# Rocketdock + rainmeter + dreamscene = awesome



## diduknowthat (Sep 16, 2010)

So after extensive tweaking i finally managed to perfect (in my opinion, at least) my desktop. I am running RocketDock with numerous docklets, rainmeter and Dreamscene. Here are some screenshots.





Desktop with Rocketdock on the bottom, rainmeter items on corners. The desktop is running dreamscene (the leaves continuously fall - if you look carefully enough you can see the leaves aren't the same in each screenshot).





Items on the dock such as my computer and my documents open up like they do on macs. You can see how My Computer opens up like a fan here.





The dock is fully animated like on a mac. There is absolutely no lag and the icons look gorgeous (as long as they are high resolution icons, I had to download a few).
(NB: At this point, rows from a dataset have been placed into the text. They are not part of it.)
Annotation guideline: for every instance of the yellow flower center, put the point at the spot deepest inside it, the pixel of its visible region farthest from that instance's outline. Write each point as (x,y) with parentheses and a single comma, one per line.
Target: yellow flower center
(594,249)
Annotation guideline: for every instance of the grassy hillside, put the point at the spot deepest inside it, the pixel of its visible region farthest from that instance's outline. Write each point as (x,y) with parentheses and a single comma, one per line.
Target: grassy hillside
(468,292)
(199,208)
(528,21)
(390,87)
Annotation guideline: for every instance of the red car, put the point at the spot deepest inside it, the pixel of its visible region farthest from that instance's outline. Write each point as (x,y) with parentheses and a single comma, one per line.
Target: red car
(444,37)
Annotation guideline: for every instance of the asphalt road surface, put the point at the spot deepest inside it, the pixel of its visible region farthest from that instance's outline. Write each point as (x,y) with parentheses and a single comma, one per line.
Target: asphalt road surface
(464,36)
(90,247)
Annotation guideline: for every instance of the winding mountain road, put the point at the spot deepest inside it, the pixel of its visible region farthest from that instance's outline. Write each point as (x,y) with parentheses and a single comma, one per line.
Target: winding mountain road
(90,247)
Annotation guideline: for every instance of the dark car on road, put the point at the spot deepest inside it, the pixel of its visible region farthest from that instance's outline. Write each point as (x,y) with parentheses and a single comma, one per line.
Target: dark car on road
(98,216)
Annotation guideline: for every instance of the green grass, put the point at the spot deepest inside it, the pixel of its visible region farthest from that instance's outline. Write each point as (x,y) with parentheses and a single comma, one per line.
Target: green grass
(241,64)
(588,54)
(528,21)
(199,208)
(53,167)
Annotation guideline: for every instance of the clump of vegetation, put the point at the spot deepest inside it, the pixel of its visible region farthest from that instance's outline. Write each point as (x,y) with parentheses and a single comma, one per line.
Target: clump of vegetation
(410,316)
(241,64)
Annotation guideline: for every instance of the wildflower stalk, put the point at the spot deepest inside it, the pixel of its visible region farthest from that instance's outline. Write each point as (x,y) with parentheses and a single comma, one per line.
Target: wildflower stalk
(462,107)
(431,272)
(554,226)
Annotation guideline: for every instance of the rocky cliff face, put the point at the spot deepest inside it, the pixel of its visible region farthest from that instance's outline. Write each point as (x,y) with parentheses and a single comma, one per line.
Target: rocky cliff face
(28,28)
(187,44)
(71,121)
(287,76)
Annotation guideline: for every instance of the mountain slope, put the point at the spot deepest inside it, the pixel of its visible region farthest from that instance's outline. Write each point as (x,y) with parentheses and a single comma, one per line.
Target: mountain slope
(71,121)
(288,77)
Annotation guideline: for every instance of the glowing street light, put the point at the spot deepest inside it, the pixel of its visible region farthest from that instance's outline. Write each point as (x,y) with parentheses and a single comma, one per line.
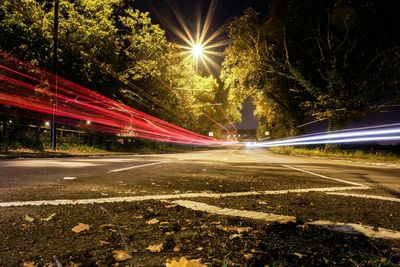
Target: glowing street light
(197,50)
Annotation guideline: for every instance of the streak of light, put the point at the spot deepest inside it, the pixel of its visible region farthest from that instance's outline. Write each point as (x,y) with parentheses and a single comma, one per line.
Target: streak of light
(78,106)
(359,135)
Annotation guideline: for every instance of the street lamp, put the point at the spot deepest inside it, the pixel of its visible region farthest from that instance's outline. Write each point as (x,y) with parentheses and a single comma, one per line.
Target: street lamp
(197,50)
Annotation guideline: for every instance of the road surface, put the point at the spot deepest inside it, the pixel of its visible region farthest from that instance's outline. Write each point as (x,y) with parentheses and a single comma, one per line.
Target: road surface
(234,169)
(249,184)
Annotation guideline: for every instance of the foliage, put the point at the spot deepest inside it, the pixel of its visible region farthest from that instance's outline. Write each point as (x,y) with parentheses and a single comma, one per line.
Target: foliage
(115,49)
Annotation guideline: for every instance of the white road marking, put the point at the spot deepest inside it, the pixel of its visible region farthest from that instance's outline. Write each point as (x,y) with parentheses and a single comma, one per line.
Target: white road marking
(367,230)
(393,199)
(326,177)
(169,196)
(269,217)
(317,189)
(69,178)
(137,166)
(198,206)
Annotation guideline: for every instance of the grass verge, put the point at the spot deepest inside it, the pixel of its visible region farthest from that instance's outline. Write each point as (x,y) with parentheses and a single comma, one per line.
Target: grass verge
(338,153)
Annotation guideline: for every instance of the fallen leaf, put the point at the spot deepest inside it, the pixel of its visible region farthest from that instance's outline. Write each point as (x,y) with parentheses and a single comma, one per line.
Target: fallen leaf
(234,236)
(155,248)
(248,256)
(236,229)
(183,262)
(49,218)
(121,255)
(177,248)
(72,264)
(299,255)
(28,218)
(105,227)
(30,264)
(80,228)
(152,221)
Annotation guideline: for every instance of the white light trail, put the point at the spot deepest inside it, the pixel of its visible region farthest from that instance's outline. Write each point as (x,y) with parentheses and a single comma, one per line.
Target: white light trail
(368,134)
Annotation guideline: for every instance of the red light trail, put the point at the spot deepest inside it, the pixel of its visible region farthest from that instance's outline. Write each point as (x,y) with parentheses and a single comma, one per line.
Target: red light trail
(30,88)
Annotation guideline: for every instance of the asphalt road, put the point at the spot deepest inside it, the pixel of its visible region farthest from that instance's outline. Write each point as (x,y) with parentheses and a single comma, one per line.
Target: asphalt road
(234,169)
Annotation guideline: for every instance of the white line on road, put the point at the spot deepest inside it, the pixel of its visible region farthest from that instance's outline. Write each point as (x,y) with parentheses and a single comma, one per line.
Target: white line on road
(326,177)
(269,217)
(393,199)
(234,212)
(137,166)
(366,230)
(170,196)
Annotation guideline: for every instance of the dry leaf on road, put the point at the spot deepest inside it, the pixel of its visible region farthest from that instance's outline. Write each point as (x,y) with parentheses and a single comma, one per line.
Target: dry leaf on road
(183,262)
(49,218)
(155,248)
(121,255)
(30,264)
(28,218)
(152,221)
(80,228)
(236,229)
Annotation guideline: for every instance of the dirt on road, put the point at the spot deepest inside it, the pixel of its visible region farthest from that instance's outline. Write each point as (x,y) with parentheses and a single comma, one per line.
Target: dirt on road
(153,233)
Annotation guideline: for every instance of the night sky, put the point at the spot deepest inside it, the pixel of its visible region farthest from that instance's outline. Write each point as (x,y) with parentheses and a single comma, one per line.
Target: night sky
(161,13)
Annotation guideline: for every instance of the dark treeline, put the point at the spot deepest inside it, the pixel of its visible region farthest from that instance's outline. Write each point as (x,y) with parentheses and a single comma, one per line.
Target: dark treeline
(330,60)
(116,50)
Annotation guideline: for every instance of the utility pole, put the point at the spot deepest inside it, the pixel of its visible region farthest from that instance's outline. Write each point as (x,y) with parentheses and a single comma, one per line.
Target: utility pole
(55,60)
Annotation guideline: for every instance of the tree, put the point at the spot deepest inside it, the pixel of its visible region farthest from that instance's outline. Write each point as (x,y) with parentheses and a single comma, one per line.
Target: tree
(326,60)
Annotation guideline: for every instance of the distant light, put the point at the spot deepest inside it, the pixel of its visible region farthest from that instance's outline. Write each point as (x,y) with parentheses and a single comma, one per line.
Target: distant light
(197,50)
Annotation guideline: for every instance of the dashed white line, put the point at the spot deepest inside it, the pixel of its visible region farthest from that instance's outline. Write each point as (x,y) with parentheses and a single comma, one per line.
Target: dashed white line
(137,166)
(326,177)
(269,217)
(366,230)
(198,206)
(393,199)
(168,196)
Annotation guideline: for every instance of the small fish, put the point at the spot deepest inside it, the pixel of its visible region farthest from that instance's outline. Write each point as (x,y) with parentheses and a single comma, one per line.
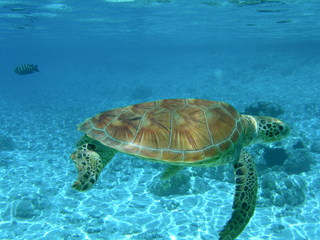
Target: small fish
(23,69)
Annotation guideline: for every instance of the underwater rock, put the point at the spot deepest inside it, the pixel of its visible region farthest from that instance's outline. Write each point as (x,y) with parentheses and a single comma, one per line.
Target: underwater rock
(178,184)
(6,143)
(263,108)
(299,144)
(274,156)
(298,161)
(315,146)
(280,189)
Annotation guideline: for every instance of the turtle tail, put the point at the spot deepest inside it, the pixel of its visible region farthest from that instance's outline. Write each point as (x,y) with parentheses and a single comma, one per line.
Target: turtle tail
(245,197)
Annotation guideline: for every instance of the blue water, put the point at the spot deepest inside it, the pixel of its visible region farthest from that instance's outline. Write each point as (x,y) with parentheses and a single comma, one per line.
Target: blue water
(96,55)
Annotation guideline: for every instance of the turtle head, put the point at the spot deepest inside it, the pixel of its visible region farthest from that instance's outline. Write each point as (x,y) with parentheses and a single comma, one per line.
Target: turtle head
(270,129)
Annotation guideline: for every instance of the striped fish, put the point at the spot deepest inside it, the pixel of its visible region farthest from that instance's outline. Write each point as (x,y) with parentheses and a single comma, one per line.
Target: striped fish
(23,69)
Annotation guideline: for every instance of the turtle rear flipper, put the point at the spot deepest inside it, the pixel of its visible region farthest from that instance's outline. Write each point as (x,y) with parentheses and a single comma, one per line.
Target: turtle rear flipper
(245,197)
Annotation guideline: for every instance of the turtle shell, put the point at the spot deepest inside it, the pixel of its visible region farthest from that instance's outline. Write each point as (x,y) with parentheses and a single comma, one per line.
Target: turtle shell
(172,130)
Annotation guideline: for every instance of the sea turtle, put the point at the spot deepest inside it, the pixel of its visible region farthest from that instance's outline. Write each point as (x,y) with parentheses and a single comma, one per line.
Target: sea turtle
(181,133)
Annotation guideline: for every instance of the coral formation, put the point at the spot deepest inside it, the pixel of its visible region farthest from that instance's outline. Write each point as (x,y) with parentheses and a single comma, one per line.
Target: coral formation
(263,108)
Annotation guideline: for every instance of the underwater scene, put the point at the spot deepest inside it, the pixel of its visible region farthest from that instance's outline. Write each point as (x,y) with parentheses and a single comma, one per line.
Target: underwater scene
(160,120)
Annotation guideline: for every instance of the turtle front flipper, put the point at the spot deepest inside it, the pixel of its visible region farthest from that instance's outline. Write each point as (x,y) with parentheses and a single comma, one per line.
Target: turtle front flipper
(245,197)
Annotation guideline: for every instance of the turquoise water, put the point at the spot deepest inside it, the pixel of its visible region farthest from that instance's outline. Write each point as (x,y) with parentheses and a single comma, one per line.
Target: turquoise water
(97,55)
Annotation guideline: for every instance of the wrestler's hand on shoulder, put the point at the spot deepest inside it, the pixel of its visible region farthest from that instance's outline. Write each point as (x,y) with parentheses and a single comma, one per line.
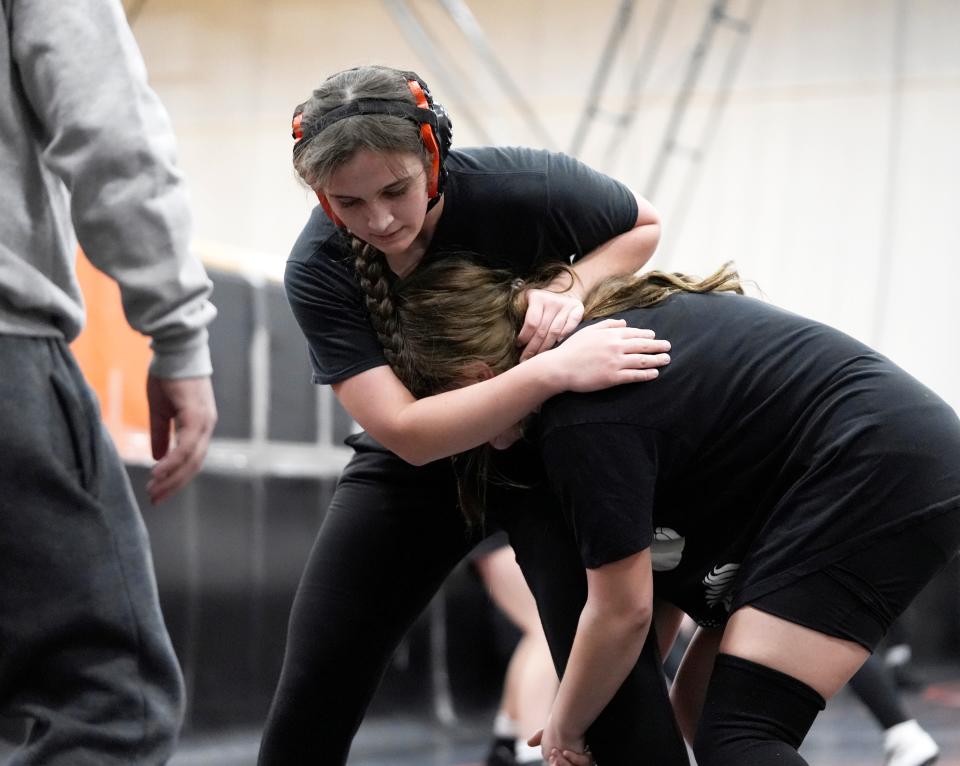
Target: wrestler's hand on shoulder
(607,354)
(551,317)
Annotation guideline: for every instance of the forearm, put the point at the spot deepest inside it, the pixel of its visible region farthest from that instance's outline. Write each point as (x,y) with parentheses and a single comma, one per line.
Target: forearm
(605,649)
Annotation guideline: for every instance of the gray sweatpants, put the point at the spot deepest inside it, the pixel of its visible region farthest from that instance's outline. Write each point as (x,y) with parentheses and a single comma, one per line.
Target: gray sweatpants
(84,653)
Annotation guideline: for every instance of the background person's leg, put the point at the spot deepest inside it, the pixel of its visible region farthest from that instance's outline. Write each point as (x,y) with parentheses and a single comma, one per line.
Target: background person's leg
(84,653)
(390,537)
(905,742)
(530,683)
(639,719)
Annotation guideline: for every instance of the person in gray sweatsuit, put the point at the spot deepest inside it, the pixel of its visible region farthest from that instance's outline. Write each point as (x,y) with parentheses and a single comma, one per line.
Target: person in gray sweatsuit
(87,154)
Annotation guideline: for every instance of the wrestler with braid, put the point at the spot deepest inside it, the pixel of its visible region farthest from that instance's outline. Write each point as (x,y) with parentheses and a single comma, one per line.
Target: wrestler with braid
(394,195)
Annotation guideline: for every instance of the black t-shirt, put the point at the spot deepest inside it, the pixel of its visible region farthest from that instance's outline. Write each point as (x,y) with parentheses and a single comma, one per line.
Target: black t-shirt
(769,447)
(515,208)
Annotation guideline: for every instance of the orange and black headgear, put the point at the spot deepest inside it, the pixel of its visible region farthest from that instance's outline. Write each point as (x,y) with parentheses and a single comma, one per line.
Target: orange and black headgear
(436,130)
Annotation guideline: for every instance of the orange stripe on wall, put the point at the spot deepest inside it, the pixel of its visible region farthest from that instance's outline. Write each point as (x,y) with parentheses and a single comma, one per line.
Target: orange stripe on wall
(114,358)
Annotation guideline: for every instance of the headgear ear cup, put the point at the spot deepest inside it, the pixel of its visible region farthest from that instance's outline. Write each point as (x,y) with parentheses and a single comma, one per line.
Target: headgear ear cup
(433,122)
(429,140)
(324,202)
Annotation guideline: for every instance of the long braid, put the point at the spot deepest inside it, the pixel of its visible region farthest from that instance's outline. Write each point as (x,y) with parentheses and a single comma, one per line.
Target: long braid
(371,267)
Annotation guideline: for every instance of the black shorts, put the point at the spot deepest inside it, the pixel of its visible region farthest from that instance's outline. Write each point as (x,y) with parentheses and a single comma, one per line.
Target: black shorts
(859,597)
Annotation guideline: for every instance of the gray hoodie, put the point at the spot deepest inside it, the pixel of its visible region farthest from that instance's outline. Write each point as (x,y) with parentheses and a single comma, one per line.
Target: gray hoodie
(87,153)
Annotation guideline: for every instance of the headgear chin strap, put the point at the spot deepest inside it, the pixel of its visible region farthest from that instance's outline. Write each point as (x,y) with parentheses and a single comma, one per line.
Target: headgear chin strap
(436,131)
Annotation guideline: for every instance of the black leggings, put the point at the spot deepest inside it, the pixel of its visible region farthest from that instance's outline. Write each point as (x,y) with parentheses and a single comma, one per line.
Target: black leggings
(390,537)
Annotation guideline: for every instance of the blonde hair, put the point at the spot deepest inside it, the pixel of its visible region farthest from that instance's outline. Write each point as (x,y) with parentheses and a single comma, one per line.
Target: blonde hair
(454,316)
(318,155)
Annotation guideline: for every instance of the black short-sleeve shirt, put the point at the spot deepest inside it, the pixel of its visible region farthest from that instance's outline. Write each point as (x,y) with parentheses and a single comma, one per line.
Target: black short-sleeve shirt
(770,447)
(515,208)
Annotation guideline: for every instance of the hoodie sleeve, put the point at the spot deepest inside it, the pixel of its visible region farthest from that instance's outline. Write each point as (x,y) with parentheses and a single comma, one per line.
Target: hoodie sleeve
(106,135)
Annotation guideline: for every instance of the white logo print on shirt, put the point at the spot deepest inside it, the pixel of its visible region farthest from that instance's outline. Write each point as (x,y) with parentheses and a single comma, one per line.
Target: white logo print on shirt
(666,550)
(718,582)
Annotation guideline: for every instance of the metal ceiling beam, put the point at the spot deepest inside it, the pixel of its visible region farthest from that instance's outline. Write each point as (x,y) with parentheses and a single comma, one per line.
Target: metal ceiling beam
(439,61)
(463,17)
(621,20)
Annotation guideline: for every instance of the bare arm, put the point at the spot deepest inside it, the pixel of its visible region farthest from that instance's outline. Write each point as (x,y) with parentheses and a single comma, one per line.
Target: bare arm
(555,312)
(610,635)
(423,430)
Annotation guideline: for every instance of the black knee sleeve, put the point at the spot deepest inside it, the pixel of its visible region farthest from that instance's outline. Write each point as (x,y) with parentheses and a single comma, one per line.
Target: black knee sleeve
(753,715)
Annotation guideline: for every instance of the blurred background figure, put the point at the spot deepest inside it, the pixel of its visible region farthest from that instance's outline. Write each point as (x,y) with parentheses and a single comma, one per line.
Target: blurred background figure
(530,683)
(87,153)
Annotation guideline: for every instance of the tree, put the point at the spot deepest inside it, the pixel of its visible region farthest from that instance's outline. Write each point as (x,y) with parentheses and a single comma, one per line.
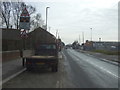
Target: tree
(5,10)
(17,10)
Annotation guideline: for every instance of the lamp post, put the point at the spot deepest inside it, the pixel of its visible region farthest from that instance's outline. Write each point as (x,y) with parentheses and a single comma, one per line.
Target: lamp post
(46,16)
(91,34)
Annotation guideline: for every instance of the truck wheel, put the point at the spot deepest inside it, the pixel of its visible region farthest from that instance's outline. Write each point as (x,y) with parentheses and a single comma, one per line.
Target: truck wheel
(54,68)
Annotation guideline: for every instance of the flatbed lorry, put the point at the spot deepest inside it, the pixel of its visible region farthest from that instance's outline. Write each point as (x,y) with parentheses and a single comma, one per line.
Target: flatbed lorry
(45,56)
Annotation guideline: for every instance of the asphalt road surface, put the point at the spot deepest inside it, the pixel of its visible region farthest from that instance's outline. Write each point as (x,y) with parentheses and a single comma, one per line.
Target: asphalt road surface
(76,70)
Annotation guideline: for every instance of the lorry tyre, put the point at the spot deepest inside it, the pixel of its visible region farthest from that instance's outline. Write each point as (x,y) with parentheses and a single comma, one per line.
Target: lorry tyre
(28,69)
(54,68)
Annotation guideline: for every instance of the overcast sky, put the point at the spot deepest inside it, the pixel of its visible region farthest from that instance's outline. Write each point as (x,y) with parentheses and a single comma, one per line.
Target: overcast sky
(72,17)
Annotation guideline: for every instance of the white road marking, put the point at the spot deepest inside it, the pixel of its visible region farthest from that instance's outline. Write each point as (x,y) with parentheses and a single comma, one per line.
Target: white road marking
(105,70)
(57,84)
The screen maximizes to leave room at the bottom for the dock. If you look carefully you can see one of the icons bouncing (to notify you somethings going on) on the far right of the dock.





To access to start menu I just hit the windows key on my keyboard. The taskbar is permanently hidden from view by a separate program (it doesn't come up when you move mouse to bottom of screen).

I personally love the clean appearance of the desktop. If anyone is interested in what dockets I used and how I set everything up just send me a PM. If there's enough interest I might just write up a little guide for this.

Please comment, criticize and enjoy!


----------



## coolkik (Nov 11, 2010)

Hi ! I saw your desktop and i already Dreamscene + Rocketdock but I wanna know how to set rocketdock in order toopen up items like they do on macs ? and how to add sepration lines on the dock. Is it also posssible to add and item like gmail or hotmail that will notify  if i got a new mail and if yes, how to set it.

I also tried rainmeter but I don't understand anything in configuring the different trays... I'm french and it's quite hard for me to configure a full english interface. Can you help me or show me some tips please ? it would be nice.

One last question, what is the program you used to permanently hide the windows taskbar ?

Thanks a lot, I hope you will answer me soon.

PS : Awesome desktop indeed ^^


----------



## lion149 (Nov 11, 2010)

If you had the time to write a guide I bet many users would find it very helpful. Your setup looks very sharp and efficient.


----------



## diduknowthat (Nov 12, 2010)

Hey guys, I'll try to write up a guide this weekend.


----------



## Bodaggit23 (Nov 12, 2010)

Where do you get your Dreamscenes?


----------



## codeman0013 (Nov 12, 2010)

I am definately interested in a tutorial on how you accomplished all of this..


----------



## diduknowthat (Nov 12, 2010)

Bodaggit23 said:


> Where do you get your Dreamscenes?



I'm running deskscape so I download my dreams through that.


----------



## Twist86 (Nov 12, 2010)

I wouldn't mind that on the side of my PC (the bar) but I would want it more as a "quick launch" setup more then a actual toolbar. Looks too much like a Mac and my hatred of MS is only outdone by Apple 


I am curious is it possible to do what I want with Rocketdock?


----------



## ANNR (Nov 16, 2010)

That looks awesome.  Can't wait for your guide


----------



## Benny Boy (Nov 25, 2010)

I'm interested in what you used as well 
I've just started looking into customizing 7. There's a lot out there. Blinds, docklets, themes,...  My dock's kinda simple right now. 
Here's Mandotate in case anyone's not seen it. Pretty cool.






My inspiration came from here.
http://www.youtube.com/watch?v=AZ-eCzQG8MA&translated=1


----------



## Twist86 (Nov 25, 2010)

Hey Benny can you stretch that top bar without adding all the icons?


----------



## Benny Boy (Nov 25, 2010)

Yes. I think so??There's several adjustments and choices in the free version. There's more docklets on the dock because it's set to put a docklet on there when I open something, hence the muliple EI, FF, etc. I'm going to reset that and get some docklets that expand so there will be fewer, when time permits.http://www.stardock.com/downloads/
DL Objectdock

EDIT: you can put the dock on top,botton,or sides, and set the distance from any.


----------